Is Your Bad Day Really That Bad

My morning started off great!  My son was awake and happy, my husband getting ready for work, and I climbed out of bed to make my coffee because today was going to be busy!  I needed to clean, grocery shop and I was looking forward to Barre class and lifting legs.  I had also planned to help a friend move furniture and cuddle her new baby ... as I said busy, but that's life right?  And what is life if we aren't living?!?  

Coffee was brewing and I open the fridge for creamer .... and was met with an unpleasant 56 degrees!!!  Sometime in the night my fridge had died and everything in it was warm.  Thank God for coffee ... I took a sip and started emptying my fridge into the trash.  Not without thinking bad thoughts, being annoyed that the repair place didn't answer the phone until 9 am and it was barely 7 am, but life could be worse ... in fact somewhere, for someone life is much worse.  At some point today my fridge will either be fixed, or I will need a new one.  So I decided to move on with my day with a smile.   

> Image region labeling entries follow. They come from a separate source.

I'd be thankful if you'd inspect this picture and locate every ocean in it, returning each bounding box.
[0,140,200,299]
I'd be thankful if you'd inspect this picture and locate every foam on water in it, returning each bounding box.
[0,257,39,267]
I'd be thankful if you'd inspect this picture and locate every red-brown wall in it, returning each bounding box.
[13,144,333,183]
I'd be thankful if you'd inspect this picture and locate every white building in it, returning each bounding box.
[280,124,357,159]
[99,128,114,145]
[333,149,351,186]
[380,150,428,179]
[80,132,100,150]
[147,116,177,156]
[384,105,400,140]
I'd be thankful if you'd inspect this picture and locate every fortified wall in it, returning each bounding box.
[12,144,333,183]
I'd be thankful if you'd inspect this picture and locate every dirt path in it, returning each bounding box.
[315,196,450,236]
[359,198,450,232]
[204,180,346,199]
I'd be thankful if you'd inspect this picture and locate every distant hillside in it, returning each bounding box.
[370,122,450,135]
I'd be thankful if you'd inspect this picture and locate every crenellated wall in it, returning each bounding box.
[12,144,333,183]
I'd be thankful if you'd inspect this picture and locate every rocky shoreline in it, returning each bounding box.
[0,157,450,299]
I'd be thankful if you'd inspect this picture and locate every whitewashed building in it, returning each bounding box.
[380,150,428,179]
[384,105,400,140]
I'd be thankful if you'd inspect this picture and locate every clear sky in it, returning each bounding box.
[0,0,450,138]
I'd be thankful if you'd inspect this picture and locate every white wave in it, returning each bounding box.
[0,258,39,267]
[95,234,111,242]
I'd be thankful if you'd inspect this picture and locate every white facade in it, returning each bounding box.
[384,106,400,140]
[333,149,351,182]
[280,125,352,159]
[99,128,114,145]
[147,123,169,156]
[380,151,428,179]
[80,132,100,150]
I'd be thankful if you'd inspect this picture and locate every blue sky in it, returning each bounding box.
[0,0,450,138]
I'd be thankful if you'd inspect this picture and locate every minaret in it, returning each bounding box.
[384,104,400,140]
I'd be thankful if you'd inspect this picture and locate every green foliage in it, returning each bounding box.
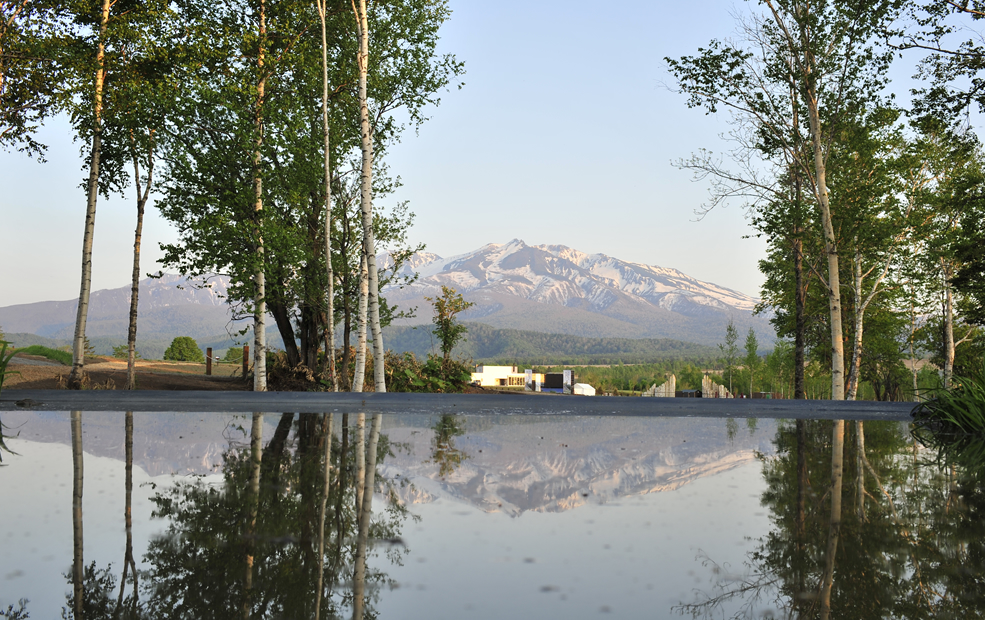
[17,344,72,366]
[164,336,205,362]
[113,344,140,360]
[385,323,717,366]
[424,285,475,360]
[0,340,14,391]
[157,0,464,367]
[718,317,739,392]
[913,358,985,441]
[222,347,243,364]
[386,351,472,393]
[744,327,762,395]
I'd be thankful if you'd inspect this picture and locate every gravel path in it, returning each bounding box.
[8,355,62,366]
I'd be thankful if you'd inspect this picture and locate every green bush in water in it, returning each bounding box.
[913,358,985,435]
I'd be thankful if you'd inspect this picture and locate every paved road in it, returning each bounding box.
[0,390,913,421]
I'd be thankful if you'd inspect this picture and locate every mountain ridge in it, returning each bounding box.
[0,239,774,357]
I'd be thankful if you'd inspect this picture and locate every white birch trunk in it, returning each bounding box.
[807,98,845,400]
[941,259,954,390]
[68,0,112,389]
[124,130,154,390]
[353,0,386,392]
[763,0,845,400]
[907,282,920,402]
[253,0,267,392]
[845,250,868,400]
[352,252,369,392]
[315,0,339,392]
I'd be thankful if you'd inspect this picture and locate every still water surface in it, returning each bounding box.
[0,412,985,619]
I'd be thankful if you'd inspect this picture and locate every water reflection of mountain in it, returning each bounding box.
[4,412,775,515]
[3,411,262,476]
[383,416,775,516]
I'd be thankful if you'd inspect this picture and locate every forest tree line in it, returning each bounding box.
[665,0,985,400]
[0,0,464,391]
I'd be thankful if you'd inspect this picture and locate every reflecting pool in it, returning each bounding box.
[0,412,985,619]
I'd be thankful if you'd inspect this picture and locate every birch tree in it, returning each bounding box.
[666,0,898,400]
[68,0,112,390]
[352,0,386,392]
[0,0,64,159]
[315,0,339,390]
[157,0,461,386]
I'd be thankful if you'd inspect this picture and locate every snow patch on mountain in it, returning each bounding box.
[380,239,758,314]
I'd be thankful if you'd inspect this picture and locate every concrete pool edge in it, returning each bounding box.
[0,390,915,421]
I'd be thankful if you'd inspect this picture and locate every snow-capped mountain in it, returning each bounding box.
[380,239,773,344]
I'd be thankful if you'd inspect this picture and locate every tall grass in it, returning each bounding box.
[913,364,985,436]
[17,344,72,366]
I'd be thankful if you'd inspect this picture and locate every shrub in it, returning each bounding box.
[913,358,985,436]
[113,344,140,360]
[222,347,243,364]
[164,336,205,362]
[0,340,14,394]
[17,344,72,366]
[386,351,472,393]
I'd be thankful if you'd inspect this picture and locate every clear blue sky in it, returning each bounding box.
[0,0,932,306]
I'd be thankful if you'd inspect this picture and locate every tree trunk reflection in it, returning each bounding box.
[820,420,845,620]
[71,411,85,620]
[243,413,263,620]
[352,413,383,620]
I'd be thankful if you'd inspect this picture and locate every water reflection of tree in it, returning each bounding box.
[57,414,406,619]
[428,415,469,478]
[678,420,985,618]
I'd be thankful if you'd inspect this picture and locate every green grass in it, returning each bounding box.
[913,358,985,443]
[17,344,72,366]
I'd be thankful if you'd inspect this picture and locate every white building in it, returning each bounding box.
[472,364,544,388]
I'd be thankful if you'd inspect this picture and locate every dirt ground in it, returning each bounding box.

First stop this morning was Barre class.  This would be my second time returning and I was meeting my friend Kisa.  I buckled Lincoln into the car, we both had our sunglasses on and off to class we headed.  Five minutes from my house, my 2011 SUV flashed warning signs, engine light came on and I lost all power, on a very busy road.  Thankfully I was able to find my hazard lights, pull off and regroup.  I called my class and cancelled my spot in case someone else was on the wait list.  Then I called my husband -- who still hasn't answered (insert laughter with annoyed eye roll).  Next I called the repair shop.  They can fit my vehicle in at 1:30 today, I'll take it!  

At this point, I was no longer smiling.  I was feeling sorry for myself, thinking how awful of a morning it has been.  But as I write this I am laughing.  Yes, my fridge died.  Yes, my car needs repaired.  Yes, I had to cancel Barre class, weight lifting and time with friends ... and yes I won't probably make the grocery store and even if I do I am dreading it because the few things on my list just turned into an entire new fridge full of everything ... BUT I am still happy because I know that my bad day off would be a good day to someone else.  

Have you ever thought of that?  I look at my sweet Lincoln and we go to therapy weekly, but some moms would die to take their kids to therapy, or see them run just once.  My fridge full of bad food, is a huge bummer, but to someone who is hungry they would give anything for one meal, let alone a full fridge.  A car is a luxury in some places.  The world is full of sadness, and families have loved ones dying.  Yes my morning hasn't been that great, and my day will be spent at the service shop for my car, and waiting on the fridge repair guy to show up after lunch which could mean 1 or 5 pm ... but I can still smile today because in life, these are minor details.  I am human, so yes I am annoyed  ... but somewhere, for someone life is much worse.